"Videntes
autem stellam gavisi sunt gaudio magno valde", dice el texto latino con
admirable reiteración: al descubrir nuevamente la estrella, se gozaron con un
gozo muy grande. ¿Por qué tanta alegría? Porque, los que no dudaron nunca,
reciben del Señor la prueba de que la estrella no había desaparecido: dejaron
de contemplarla sensiblemente, pero la habían conservado siempre en el alma.
Así es la vocación del cristiano: si no se pierde la fe, si se mantiene la
esperanza en Jesucristo que estará con nosotros hasta la consumación de los
siglos, la estrella reaparece. Y, al comprobar una vez más la realidad de la
vocación, nace una mayor alegría, que aumenta en nosotros la fe, la esperanza y
el amor.
Entrando en la casa, vieron al Niño con María, su Madre, y, arrodillados, le adoraron. Nos arrodillamos también nosotros delante de Jesús, del Dios escondido en la humanidad: le repetimos que no queremos volver la espalda a su divina llamada, que no nos apartaremos nunca de El; que quitaremos de nuestro camino todo lo que sea un estorbo para la fidelidad; que deseamos sinceramente ser dóciles a sus inspiraciones.
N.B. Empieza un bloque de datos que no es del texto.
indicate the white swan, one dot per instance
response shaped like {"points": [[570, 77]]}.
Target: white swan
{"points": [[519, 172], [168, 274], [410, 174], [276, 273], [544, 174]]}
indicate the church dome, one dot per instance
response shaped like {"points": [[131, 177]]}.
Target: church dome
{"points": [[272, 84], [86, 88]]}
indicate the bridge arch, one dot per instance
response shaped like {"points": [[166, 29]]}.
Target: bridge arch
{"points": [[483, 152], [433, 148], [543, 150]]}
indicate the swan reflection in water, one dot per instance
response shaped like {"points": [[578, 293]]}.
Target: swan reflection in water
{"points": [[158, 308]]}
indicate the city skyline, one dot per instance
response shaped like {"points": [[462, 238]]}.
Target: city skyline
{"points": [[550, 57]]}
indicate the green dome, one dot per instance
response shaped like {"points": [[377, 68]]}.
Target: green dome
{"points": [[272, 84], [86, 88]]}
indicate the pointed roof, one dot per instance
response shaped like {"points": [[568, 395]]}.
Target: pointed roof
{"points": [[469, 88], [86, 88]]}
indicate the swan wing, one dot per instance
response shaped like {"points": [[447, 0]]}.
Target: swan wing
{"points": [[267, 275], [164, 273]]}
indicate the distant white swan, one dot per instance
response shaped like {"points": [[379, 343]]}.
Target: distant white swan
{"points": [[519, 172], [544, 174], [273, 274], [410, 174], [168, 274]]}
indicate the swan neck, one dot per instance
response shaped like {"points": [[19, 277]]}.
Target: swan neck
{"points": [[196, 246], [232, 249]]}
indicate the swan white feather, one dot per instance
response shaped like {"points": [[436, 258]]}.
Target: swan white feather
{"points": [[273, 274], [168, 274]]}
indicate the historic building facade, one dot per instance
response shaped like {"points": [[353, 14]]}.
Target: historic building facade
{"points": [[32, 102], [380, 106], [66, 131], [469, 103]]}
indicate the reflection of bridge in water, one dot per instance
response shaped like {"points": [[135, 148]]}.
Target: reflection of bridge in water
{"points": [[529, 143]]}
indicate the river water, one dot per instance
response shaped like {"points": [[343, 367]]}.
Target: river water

Tú, en tu alma, y también yo —porque hago una oración íntima, con hondos gritos silenciosos— estamos contando al Niño que anhelamos ser tan buenos cumplidores como aquellos siervos de la parábola, para que también a nosotros pueda contestarnos: alégrate, siervo bueno y fiel.
Y abriendo sus tesoros le ofrecieron dones: oro, incienso y mirra. Detengámonos un poco para entender este pasaje del Santo Evangelio. ¿Cómo es posible que nosotros, que nada somos y nada valemos, hagamos ofrendas a Dios? Dice la Escritura: toda dádiva y todo don perfecto de arriba viene. El hombre no acierta ni siquiera a descubrir enteramente la profundidad y la belleza de los regalos del Señor: ¡Si tú conocieras el don de Dios!, responde Jesús a la mujer samaritana. Jesucristo nos ha enseñado a esperarlo todo del Padre, a buscar, antes que nada, el reino de Dios y su justicia, porque todo lo demás se nos dará por añadidura, y bien sabe El qué es lo que necesitamos.
En la economía de la salvación, Nuestro Padre cuida de cada alma con delicadeza amorosa: cada uno ha recibido de Dios su propio don, quien de una manera, quien de otra. Parecería inútil, por tanto, afanarse por presentar al Señor algo de lo que El tuviera necesidad; desde nuestra situación de deudores que no tienen con qué pagar, nuestro dones se asemejarían a los de la Antigua Ley, que Dios ya no acepta: Tú no has querido, ni han sido de tu agrado, los sacrificios, las ofrendas y los holocaustos por el pecado, cosas todas que ofrecen según la Ley.
Pero el Señor sabe que dar es propio de enamorados, y El mismo nos señala lo que desea de nosotros. No le importan las riquezas, ni los frutos ni los animales de la tierra, del mar o del aire, porque todo eso es suyo; quiere algo íntimo, que hemos de entregarle con libertad: dame, hijo mío, tu corazón. ¿Veis? No se satisface compartiendo: lo quiere todo. No anda buscando cosas nuestras, repito: nos quiere a nosotros mismos. De ahí, y sólo de ahí, arrancan todos los otros presentes que podemos ofrecer al Señor.
Démosle, por tanto, oro: el oro fino del espíritu de desprendimiento del dinero y de los medios materiales. No olvidemos que son cosas buenas, que vienen de Dios. Pero el Señor ha dispuesto que los utilicemos, sin dejar en ellos el corazón, haciéndolos rendir en provecho de la humanidad.
Los bienes de la tierra no son malos; se pervierten cuando el hombre los erige en ídolos y, ante esos ídolos, se postra; se ennoblecen cuando los convertimos en instrumentos para el bien, en una tarea cristiana de justicia y de caridad. No podemos ir detrás de los bienes económicos, como quien va en busca de un tesoro; nuestro tesoro está aquí, reclinado en un pesebre; es Cristo y en Él se han de centrar todos nuestros amores, porque donde está nuestro tesoro allí estará también nuestro corazón.